Yasser N. Alswailem currently serves as the General Manager of Cyber Security for Saudi Telecom Group, and is responsible for establishing and maintaining the Group’s cybersecurity vision, strategy, and program to secure and enable the digital transformation journey in KSA in support of vision 2030. He has 15 years of applied experience in cybersecurity, enterprise risks management, corporate governance, technology audit and compliance.
Tell us about your journey in the field of cybersecurity?
My journey began when I graduated from King Saud University with a Bachelors of Science in Computer Sciences. I was fortunate being interviewed and selected by a new and innovative company called IT Security Training & Solutions or I(TS)2. The company was focused on leveraging security education and awareness to increase the maturity of the market. Through that experience which lasted almost 8 years, I was able to work across dozens of projects, consultancy engagements, security technologies, and attain many cybersecurity certifications and skills.
My tenure at I(TS)2 gave me a 360-degree view of cybersecurity ranging from training to consultancy, a vast portfolio of security technologies, and introduction to Managed Security Services long before it was mainstream in the region. After leaving I(TS)2, I enjoyed working with Dell Emerging Market, where I leveraged my expertise in digital forensics to architect solutions for very large enterprises and government agencies in Middle East. This eventually led me to a slightly different role working in Internal Audit for Mobily which the second leading telecommunications provider in Saudi Arabia. However, when the opportunity to go back and focus on Cybersecurity presented itself at STC, I joined in 2016 as the GM and since have been working to build a world-class practice and organization.
Can you throw some light on privacy and infrastructure security policies followed by Saudi Telecom Company, especially at a time when IoT-enabled devices has caused a surge in data usage?
STC has made issues like cybersecurity, privacy, and data protection top priorities to support the companies’ ambitious digital transformation journey. At STC, we work with our regulator, Communications & IT Commission (CITC) and Ministry of ICT as well as the newly formed National Cybersecurity Authority (NCA), to ensure our policies are protecting our subscriber and employee data. We are in the midst of a major cybersecurity transformation program which is preparing STC for all the new and innovative opportunities and challenges from IoT, Data Analytics, broader Cloud adoption, and more.
How does cybersecurity effectively align to your business goals?
Actually, I believe it is the other way around. We are working to ensure that our value to business achieving its goals are linked to cybersecurity. Through education, we have won support from the business and they have worked closely with us to align as they now understand that cybersecurity is an enabler to the new digital age. Without it, businesses and government agencies will fail to deliver the value propositions to their customers and citizens.
A number of telecom operators are looking to adopt cloud to improve efficiencies in business operations. How much is the industry aware of the cloud security and the cyber risk associated with it?
STC has invested in expanding its portfolio to provide cloud services to our clients as well as our group. We are investing in cloud security services including assessments and audits as well as CASB and other security solutions. The cloud like any other technology innovation is important for growing our business, so we continue to invest in our people to ensure they are aware of the challenges and risks so that we can mitigate them.
In a telecom company, a number of functions are outsourced. What are the checks that an organization should do to with the outsourced partners to ensure complete security?
Third Party Governance is critical when relying on partners and contractors to deliver critical functions in your organization. Therefore, we have strict contracts that include requirement for all our suppliers to adopt or adhere to security policies and protocols that are equal to or better than those of STC. We conduct regular assessments including site visits, simulations, and reviews as well as requiring independent certifications bodies to validate and affirm the security posture of a partner of vendor.
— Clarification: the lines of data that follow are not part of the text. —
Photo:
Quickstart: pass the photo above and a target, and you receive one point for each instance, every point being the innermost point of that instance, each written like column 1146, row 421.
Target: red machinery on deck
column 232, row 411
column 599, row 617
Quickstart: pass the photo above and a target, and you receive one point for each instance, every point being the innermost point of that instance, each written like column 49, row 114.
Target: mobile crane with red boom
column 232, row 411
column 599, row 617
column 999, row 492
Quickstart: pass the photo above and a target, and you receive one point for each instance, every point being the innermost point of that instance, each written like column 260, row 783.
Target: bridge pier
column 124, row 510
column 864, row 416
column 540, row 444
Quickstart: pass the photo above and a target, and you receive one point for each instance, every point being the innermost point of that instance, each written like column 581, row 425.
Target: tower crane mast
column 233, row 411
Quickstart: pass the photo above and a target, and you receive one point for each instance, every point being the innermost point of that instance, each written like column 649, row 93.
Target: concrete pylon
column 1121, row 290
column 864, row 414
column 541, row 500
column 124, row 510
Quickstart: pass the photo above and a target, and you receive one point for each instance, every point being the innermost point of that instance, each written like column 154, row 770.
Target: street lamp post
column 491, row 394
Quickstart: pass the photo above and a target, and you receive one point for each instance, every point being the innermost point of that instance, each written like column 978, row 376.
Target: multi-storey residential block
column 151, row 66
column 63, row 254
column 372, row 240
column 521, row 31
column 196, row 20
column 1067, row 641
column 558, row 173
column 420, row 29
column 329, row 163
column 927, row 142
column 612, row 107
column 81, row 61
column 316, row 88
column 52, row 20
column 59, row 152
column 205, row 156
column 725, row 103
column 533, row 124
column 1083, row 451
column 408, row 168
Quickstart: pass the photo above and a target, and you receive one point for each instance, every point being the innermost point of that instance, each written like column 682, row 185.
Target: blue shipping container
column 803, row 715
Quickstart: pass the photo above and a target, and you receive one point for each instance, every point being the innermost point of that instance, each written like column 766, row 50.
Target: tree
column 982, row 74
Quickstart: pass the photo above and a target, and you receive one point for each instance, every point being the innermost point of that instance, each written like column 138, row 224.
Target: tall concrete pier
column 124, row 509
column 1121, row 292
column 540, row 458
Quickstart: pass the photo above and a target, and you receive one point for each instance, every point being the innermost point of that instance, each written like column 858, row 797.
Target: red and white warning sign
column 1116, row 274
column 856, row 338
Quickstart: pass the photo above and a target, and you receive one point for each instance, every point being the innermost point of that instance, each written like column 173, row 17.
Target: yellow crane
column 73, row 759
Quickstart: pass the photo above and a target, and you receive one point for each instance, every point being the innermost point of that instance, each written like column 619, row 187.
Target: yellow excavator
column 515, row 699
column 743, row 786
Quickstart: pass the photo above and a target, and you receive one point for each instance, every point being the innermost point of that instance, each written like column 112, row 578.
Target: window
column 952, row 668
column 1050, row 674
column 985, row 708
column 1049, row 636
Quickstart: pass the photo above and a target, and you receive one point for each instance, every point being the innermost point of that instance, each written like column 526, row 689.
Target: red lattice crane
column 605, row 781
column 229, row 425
What would be your advice to a budding information security professional?
Read, then read some more. The amount of information and online content available to information security professionals now is significantly more than when I started my career. YouTube, Google, and so many free resources are available with valuable content. Furthermore, online labs and training can be found by credible sources for less than $150 in many cases. I’m always pushing my teams to read, get trained, pursue professional certifications because these are golden years in our profession and we must be prepared to meet the opportunities and challenges that come along.